Dans ce film, c'est la description de la vie d'un jeune homme, complètement mutique, qui se déplace et séjourne dans les logements qu'il occupe tout à fait illégalement, jusqu'à atteindre la faculté d'être complètement transparent! Il a une beauté quasi angélique, et la femme qui  l'accompagne dans ses incursions dans le monde d'inconnus prend le même sourire désarmant, qui leur permet de traverser la vie avec légèreté, dans une sorte d'apesanteur ! C'est surtout Tae-suk qui nous fascine. Il émane de lui à la fois douceur et force.
Ainsi, sa façon d'habiter ces lieux inoccupés, empreints des traces laissées par les propriétaires, est pleine de respect.
Dans le bel appartement du photographe (où apparaît un portrait de Sun-houa !), il va prendre des photographies. Ailleurs, il réparera une horloge, une balance. Mais c'est chaque fois un geste qui est en relation avec les caractéristiques propres aux habitants. Jusqu'à la scène-clé des funérailles de l'homme que les deux amants « trouvent » mort dans son appartement. Soins apportés à l'enveloppement du corps suivant le rite du pays, et enterrement dans le jardin. Tous ces détails qui laissent pantois la famille du mort et les policiers !

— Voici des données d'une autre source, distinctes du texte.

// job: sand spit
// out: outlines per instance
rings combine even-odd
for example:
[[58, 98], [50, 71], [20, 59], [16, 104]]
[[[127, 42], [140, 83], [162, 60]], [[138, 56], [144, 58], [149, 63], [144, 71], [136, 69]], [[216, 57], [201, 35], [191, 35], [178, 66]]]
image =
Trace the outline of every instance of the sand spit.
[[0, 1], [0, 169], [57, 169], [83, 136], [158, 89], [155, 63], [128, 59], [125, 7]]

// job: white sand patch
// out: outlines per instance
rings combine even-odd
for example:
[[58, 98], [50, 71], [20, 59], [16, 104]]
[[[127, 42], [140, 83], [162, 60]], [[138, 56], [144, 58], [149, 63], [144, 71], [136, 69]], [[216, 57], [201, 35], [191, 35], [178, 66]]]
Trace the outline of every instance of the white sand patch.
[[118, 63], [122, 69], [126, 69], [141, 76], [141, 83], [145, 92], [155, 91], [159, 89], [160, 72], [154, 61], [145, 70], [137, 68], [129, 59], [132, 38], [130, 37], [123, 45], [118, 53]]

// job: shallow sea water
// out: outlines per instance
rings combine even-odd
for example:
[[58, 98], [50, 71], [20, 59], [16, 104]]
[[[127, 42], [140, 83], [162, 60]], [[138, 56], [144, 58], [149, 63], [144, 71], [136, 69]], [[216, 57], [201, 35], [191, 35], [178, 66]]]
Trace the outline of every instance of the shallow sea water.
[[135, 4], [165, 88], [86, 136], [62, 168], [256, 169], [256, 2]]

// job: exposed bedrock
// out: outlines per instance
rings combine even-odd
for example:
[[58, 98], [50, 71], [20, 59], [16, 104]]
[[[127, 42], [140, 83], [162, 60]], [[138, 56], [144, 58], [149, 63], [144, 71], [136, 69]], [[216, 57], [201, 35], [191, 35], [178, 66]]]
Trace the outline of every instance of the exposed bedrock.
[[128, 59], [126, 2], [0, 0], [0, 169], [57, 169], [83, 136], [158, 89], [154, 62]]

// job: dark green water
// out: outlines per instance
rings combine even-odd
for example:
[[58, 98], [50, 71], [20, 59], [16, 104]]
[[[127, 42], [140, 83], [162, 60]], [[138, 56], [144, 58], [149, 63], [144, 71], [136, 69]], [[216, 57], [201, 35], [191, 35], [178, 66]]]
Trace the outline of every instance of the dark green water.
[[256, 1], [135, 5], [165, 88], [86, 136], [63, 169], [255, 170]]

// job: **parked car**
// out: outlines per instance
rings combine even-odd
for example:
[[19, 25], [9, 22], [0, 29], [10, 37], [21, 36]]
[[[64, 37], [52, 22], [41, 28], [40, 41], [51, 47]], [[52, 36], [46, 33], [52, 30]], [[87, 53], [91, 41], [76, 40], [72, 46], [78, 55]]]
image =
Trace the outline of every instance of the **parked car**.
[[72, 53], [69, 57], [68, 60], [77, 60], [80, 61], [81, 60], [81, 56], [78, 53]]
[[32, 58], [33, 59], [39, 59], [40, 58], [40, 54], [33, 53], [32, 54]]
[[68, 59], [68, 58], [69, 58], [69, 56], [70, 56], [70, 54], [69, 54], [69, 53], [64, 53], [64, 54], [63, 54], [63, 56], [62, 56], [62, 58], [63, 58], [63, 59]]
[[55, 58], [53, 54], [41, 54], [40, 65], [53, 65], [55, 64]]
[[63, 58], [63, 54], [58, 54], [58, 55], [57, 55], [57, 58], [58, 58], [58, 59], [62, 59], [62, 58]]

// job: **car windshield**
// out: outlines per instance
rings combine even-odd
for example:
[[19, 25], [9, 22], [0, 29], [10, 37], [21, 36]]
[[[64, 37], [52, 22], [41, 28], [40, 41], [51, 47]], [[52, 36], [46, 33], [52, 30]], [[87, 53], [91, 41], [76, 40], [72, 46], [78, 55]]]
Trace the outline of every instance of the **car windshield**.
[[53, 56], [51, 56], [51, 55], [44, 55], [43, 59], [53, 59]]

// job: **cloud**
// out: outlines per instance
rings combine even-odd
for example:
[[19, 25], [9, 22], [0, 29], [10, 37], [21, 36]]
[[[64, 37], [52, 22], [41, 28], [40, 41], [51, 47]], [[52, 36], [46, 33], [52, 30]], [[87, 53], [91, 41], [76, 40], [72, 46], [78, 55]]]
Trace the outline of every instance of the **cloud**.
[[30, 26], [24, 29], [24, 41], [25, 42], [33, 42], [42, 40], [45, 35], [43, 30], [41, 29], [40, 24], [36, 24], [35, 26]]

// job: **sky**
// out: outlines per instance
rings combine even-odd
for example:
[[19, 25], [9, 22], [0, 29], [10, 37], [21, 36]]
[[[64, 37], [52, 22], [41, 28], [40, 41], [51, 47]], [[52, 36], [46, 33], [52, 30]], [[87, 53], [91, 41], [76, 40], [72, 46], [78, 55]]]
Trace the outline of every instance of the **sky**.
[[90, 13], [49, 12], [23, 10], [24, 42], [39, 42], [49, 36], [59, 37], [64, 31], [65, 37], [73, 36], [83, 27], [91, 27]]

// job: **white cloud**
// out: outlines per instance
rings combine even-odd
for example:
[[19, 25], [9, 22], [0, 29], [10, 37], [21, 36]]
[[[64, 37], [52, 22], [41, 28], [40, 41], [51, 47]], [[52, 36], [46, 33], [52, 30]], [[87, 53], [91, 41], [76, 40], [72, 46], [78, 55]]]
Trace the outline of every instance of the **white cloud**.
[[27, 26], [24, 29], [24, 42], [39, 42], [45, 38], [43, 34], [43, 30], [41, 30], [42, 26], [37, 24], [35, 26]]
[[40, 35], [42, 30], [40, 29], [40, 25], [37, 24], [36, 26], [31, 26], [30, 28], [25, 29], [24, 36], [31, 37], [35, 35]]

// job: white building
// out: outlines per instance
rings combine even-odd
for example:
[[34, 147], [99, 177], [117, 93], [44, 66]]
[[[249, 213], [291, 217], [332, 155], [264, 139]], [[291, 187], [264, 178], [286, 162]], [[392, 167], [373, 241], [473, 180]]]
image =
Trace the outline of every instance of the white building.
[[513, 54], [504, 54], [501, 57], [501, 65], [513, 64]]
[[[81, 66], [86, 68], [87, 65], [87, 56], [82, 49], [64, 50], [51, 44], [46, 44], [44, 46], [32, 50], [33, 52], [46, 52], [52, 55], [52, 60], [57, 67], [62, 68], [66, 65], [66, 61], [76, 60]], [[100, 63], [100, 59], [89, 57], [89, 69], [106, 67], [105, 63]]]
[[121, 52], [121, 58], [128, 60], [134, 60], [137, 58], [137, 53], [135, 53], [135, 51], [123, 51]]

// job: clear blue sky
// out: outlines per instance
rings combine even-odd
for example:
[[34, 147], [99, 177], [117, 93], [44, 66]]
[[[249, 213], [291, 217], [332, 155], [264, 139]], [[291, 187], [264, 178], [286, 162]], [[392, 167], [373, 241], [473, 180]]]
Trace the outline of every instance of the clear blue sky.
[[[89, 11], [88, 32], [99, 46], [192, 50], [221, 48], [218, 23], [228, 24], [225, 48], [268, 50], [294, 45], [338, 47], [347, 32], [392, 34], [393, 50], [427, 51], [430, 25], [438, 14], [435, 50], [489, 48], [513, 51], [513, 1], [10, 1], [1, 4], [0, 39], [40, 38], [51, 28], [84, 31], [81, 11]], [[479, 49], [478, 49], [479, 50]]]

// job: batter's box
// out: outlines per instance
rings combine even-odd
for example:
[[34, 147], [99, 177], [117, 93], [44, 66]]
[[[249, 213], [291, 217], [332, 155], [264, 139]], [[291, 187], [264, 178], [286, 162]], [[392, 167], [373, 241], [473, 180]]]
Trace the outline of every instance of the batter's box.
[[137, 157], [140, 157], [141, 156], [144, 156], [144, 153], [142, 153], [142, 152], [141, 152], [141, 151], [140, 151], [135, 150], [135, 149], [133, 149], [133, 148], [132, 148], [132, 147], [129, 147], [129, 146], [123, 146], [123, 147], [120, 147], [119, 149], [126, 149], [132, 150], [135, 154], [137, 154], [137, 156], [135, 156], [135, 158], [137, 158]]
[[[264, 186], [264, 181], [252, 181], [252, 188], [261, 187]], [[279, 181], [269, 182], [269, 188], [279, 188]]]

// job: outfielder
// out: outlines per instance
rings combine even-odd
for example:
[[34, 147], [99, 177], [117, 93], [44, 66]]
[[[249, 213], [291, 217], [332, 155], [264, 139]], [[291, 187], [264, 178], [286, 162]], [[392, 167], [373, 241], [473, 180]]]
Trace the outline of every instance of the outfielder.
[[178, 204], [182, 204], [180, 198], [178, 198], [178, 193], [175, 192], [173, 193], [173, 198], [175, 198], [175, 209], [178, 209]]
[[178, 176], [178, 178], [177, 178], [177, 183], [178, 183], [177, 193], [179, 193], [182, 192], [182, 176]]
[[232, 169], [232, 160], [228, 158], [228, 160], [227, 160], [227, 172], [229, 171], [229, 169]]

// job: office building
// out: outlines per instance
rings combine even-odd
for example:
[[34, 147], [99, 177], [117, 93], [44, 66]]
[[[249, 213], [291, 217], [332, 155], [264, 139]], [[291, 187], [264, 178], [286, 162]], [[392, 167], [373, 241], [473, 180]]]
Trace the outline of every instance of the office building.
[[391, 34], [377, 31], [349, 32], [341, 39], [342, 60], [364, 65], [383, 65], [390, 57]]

Le charme qui se dégage de ce film vient du fait qu'on ne se pose pas la question si ces situations sont réelles ou imaginées, si elles sont crédibles ou pas ! En fait, nous entrons dans un autre monde, aussi réel que le monde « habituel »,mais un monde où la parole n'est pas la chose la plus importante, où l'apparence physique  n'est qu'un trompe-l'oeil.
Un monde où seule compte la force d'aimer par delà les apparences matérielles!